I tend to exercise in the mornings, when there are few people about, or at lunchtime if I’m swimming. There’s another reason for this: the years of bulimia have left their toll in the form of a hernia. This translates into – yum – food and liquids coming back up hours after ingestion. No meds have helped, so I try to work around this: when I did the 70.3/half-ironman, I managed it on 4 sips of gel (yep, they said hello again…mmm) and a few sips of water – not really a recommended nutrition strategy!

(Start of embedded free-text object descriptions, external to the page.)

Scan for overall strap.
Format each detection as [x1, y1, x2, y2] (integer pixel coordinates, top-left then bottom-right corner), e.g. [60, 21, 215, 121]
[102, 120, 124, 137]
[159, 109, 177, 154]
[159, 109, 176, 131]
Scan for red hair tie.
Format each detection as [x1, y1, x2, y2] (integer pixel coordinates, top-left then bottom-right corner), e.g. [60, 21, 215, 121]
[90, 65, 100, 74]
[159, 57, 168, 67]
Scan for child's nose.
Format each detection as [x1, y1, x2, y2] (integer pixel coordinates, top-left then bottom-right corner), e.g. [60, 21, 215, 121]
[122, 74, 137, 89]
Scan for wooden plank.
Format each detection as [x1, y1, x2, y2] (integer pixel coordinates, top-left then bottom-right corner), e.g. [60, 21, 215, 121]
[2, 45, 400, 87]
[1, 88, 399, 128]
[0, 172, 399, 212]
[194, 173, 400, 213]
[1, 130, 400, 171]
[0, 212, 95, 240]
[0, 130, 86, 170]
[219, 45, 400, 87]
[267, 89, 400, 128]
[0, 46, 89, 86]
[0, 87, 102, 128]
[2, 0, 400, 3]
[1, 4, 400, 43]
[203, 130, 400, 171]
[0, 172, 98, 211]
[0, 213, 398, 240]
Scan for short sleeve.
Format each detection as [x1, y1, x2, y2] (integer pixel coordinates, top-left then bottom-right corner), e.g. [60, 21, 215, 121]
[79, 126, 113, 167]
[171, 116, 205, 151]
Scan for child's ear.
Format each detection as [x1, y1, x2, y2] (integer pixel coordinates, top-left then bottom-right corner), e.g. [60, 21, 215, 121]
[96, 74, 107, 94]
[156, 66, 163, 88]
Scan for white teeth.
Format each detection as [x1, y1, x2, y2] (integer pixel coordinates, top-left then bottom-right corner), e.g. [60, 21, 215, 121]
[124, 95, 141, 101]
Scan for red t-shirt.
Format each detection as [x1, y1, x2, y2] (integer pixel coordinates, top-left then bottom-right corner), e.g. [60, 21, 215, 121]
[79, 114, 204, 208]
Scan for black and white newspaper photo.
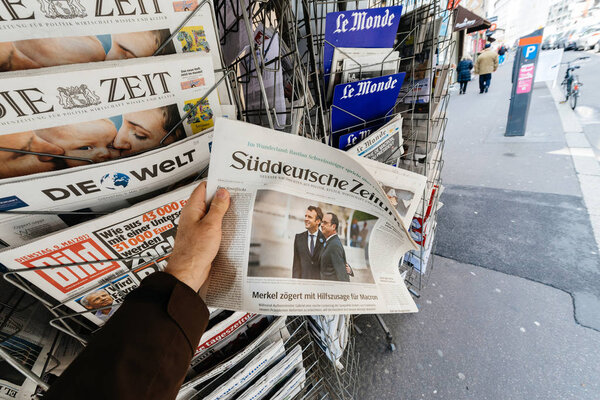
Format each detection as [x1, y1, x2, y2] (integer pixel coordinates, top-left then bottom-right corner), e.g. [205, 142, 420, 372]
[204, 118, 418, 315]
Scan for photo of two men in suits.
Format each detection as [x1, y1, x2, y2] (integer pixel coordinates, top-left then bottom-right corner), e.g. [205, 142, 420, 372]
[292, 206, 352, 282]
[247, 189, 375, 283]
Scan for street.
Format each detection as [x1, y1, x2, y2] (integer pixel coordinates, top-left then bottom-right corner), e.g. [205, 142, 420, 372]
[355, 50, 600, 399]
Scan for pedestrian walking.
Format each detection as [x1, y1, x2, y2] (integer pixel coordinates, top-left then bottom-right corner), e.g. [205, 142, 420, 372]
[456, 56, 473, 94]
[474, 43, 499, 93]
[498, 44, 507, 65]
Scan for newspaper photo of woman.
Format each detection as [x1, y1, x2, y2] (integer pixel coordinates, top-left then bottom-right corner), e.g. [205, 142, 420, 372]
[248, 189, 376, 283]
[0, 104, 186, 179]
[113, 105, 186, 156]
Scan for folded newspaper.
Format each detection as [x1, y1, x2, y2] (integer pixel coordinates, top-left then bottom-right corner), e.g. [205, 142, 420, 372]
[0, 53, 220, 180]
[0, 132, 211, 247]
[347, 114, 403, 164]
[204, 118, 418, 314]
[0, 0, 231, 103]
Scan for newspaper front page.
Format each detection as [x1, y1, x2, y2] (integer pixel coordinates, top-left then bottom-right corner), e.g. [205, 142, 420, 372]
[0, 183, 200, 324]
[0, 52, 219, 136]
[0, 53, 219, 180]
[347, 114, 403, 164]
[0, 133, 211, 247]
[0, 302, 55, 400]
[0, 0, 231, 103]
[204, 118, 418, 315]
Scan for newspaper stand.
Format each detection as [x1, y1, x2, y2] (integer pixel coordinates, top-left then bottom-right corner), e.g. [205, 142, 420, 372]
[0, 0, 453, 397]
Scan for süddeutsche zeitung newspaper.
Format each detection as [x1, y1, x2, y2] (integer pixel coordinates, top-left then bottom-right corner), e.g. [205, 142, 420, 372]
[204, 118, 418, 315]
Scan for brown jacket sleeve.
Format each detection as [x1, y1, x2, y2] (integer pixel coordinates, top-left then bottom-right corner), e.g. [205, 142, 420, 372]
[44, 272, 209, 400]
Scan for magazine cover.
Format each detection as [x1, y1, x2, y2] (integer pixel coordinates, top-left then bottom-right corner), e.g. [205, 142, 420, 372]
[0, 53, 219, 180]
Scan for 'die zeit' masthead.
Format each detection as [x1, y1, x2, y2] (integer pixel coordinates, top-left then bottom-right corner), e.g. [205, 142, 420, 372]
[333, 8, 396, 34]
[229, 150, 398, 221]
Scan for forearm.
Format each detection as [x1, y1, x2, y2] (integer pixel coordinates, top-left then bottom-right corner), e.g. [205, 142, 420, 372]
[44, 272, 209, 400]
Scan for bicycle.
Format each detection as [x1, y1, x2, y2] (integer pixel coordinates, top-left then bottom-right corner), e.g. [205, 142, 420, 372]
[561, 56, 589, 110]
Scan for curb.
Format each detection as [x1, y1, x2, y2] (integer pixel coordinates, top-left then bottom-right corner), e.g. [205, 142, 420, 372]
[547, 81, 600, 254]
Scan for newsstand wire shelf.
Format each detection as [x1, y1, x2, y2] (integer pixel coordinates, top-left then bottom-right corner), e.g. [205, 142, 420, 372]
[0, 0, 452, 397]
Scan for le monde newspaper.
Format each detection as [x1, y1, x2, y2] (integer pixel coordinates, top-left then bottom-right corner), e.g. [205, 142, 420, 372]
[0, 119, 419, 319]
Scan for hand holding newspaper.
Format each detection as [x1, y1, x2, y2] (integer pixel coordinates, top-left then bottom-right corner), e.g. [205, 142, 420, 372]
[203, 118, 417, 314]
[0, 118, 418, 321]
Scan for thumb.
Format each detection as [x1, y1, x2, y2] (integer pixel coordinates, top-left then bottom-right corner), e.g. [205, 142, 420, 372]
[204, 188, 230, 225]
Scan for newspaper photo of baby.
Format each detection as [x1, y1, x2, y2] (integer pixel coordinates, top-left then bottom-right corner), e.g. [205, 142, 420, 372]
[0, 104, 185, 179]
[0, 29, 176, 72]
[248, 189, 376, 284]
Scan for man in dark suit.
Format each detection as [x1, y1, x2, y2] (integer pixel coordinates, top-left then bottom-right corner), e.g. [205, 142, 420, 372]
[292, 206, 325, 279]
[319, 212, 350, 282]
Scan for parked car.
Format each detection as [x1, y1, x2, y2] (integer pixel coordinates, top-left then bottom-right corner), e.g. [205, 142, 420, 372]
[576, 25, 600, 51]
[567, 26, 592, 50]
[555, 29, 575, 49]
[542, 34, 558, 50]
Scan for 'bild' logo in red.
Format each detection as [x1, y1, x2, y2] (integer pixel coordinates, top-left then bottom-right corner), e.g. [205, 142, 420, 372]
[20, 240, 121, 294]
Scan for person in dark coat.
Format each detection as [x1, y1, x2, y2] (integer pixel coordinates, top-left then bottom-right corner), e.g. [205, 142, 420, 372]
[457, 56, 473, 94]
[319, 212, 350, 282]
[44, 182, 230, 400]
[292, 205, 326, 280]
[498, 44, 507, 65]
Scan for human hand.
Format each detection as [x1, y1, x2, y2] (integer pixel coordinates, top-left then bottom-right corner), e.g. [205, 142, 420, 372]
[165, 182, 230, 292]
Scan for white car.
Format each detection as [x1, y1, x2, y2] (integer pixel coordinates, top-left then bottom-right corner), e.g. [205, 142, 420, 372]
[575, 26, 600, 51]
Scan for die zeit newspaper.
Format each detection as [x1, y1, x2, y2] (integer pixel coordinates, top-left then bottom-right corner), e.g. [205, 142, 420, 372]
[0, 52, 220, 137]
[0, 0, 231, 104]
[0, 118, 420, 318]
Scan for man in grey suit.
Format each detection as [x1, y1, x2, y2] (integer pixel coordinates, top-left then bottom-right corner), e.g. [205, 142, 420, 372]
[319, 212, 350, 282]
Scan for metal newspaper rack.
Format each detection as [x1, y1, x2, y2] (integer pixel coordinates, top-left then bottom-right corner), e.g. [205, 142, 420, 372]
[0, 0, 454, 396]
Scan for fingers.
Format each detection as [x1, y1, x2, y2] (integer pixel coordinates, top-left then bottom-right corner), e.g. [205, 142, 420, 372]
[203, 188, 230, 226]
[182, 182, 208, 222]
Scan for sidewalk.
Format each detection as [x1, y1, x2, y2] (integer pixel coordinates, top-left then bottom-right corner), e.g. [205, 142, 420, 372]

This all translates into a somewhat scatty, chaotic training plan. I have achieved age-group placings in my endurance swims and triathlons, but I know that a proper, planned training schedule would help enormously. It’s just not really going to happen!
What else? I’ve been swimming endurance events for quite a while and love outdoor swimming – but I also love swimming for hours in an indoor pool. The longest distance I’ve done is a 14k swim – what a great day that was! I’ve done many sprint and Olympic distance triathlons, one half-ironman, and signed myself up for a full Ironman in 2017 (another reason for this blog). I tend to sign up for things when I’m really low, in a vague attempt to get going again…! (n.b. I also have many non-sporty interests, honest!)
So…welcome to my blog. I hope it’s of some help and interest to you!